In reality, it's technically too late for fava beans, a little on the late side for peas, and too early for chickpeas. Also, though I meant to intercrop the legumes with onions, I didn't do so in the end, because I couldn't find onions in time. Too late, too early, not in time ... time, oh time! Time to garden is never plentiful, so I did what I could, when I could. I'll have to leave the rest to chance, and just hope that the weather will be kind, that my legumes will all sprout and grow, and that the onions which I'll plant alongside the legumes - when I get around to it - will do as intercropping. Sidecropping, why not? Sidecropping is sometimes the best that I can aspire to.
Though I've gained a fair amount of experience during these last ten years of gardening, and although I always hope to dedicate more time to my garden, the fact is that right now I garden when I can. I aspire to grow the perfect bio-diverse garden, but the reality is that for now my garden is just good enough. And I'm a good enough gardener.
The good enough gardener plants fava, peas and chickpeas together, some too late, and some too early. And doesn't manage to intercrop them.
The good enough gardener prunes her grapevines wearing thin, pale pink yoga pants, not because she's just been to yoga (unfortunately she doesn't have time for yoga classes), but because she didn't have the time to change into more practical jeans. And she, the good enough gardener, knows very well that had she taken more time to pull out those infesting weeds when they were tender young plants, they wouldn't have gone to seed, which she's now helping spread.
The good enough gardener has huge piles of prunings and dead vegetation to burn, because she wasn't able, yet again, to make a hugelkultur compost mound. But she's hopeful that next autumn she will.

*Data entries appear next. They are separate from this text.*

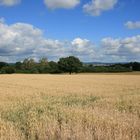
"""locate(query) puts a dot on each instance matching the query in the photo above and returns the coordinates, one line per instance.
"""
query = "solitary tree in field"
(69, 64)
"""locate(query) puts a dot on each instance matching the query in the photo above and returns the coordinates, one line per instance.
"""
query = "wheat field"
(70, 107)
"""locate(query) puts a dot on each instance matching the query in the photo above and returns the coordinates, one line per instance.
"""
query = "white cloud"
(21, 40)
(96, 7)
(127, 49)
(9, 2)
(66, 4)
(133, 25)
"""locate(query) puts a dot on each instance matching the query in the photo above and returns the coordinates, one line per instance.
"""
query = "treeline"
(69, 64)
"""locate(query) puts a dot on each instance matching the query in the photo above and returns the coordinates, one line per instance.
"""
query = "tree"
(3, 64)
(28, 64)
(43, 65)
(69, 64)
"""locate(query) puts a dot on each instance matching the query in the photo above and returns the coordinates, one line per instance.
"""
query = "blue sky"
(92, 30)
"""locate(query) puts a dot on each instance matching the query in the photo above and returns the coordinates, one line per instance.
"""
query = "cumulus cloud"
(66, 4)
(96, 7)
(127, 49)
(9, 2)
(133, 25)
(21, 40)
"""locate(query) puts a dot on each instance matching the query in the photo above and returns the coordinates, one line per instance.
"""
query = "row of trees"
(64, 65)
(69, 65)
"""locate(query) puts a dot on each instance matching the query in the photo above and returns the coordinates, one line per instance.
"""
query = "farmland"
(70, 107)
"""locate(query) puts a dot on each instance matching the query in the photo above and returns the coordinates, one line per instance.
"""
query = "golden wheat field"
(70, 107)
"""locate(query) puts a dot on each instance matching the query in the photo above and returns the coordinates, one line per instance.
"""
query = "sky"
(92, 30)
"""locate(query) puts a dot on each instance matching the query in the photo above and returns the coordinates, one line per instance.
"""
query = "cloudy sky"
(93, 30)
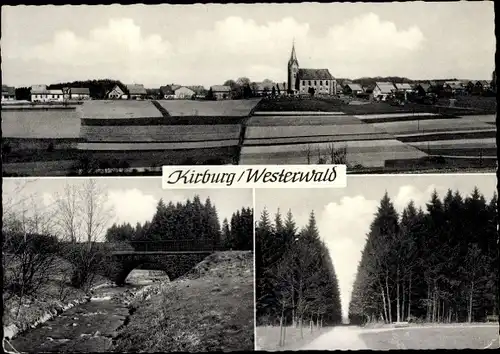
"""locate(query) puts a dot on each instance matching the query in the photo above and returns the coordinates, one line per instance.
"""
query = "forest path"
(339, 338)
(453, 336)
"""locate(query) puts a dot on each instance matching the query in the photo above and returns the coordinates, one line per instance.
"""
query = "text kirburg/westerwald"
(290, 176)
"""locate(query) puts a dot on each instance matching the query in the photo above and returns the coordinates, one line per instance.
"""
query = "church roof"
(315, 74)
(293, 56)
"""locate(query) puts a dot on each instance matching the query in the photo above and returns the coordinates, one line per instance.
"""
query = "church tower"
(293, 70)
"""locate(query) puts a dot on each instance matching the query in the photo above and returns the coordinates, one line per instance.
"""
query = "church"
(300, 80)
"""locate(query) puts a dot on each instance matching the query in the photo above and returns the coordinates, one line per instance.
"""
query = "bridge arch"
(173, 264)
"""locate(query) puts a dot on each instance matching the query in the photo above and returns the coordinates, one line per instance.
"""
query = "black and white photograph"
(390, 262)
(123, 90)
(121, 265)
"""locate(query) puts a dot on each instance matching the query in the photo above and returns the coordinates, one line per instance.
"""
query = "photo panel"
(390, 262)
(120, 264)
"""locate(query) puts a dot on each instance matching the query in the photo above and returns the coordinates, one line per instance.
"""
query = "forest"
(295, 278)
(191, 220)
(437, 264)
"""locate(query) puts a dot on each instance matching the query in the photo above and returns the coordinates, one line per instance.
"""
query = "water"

The good enough gardener found several and several carrots that she'd missed during harvest last year, which little earth critters had fed on during the winter.
The good enough gardener may end up sowing and planting and harvesting at not quite the right time, and she may even end up watering at not quite the right time of day during growing season (in fact she has an uncanny instinct for timing her watering sessions just before huge rainstorms).
But the good enough gardener absolutely loves every minute she spends thinking about and working in her garden. And despite the fact that her gardening falls far short of perfection, her "good enough" approach still allows her to feed her family with surprising amounts of fresh, healthy produce.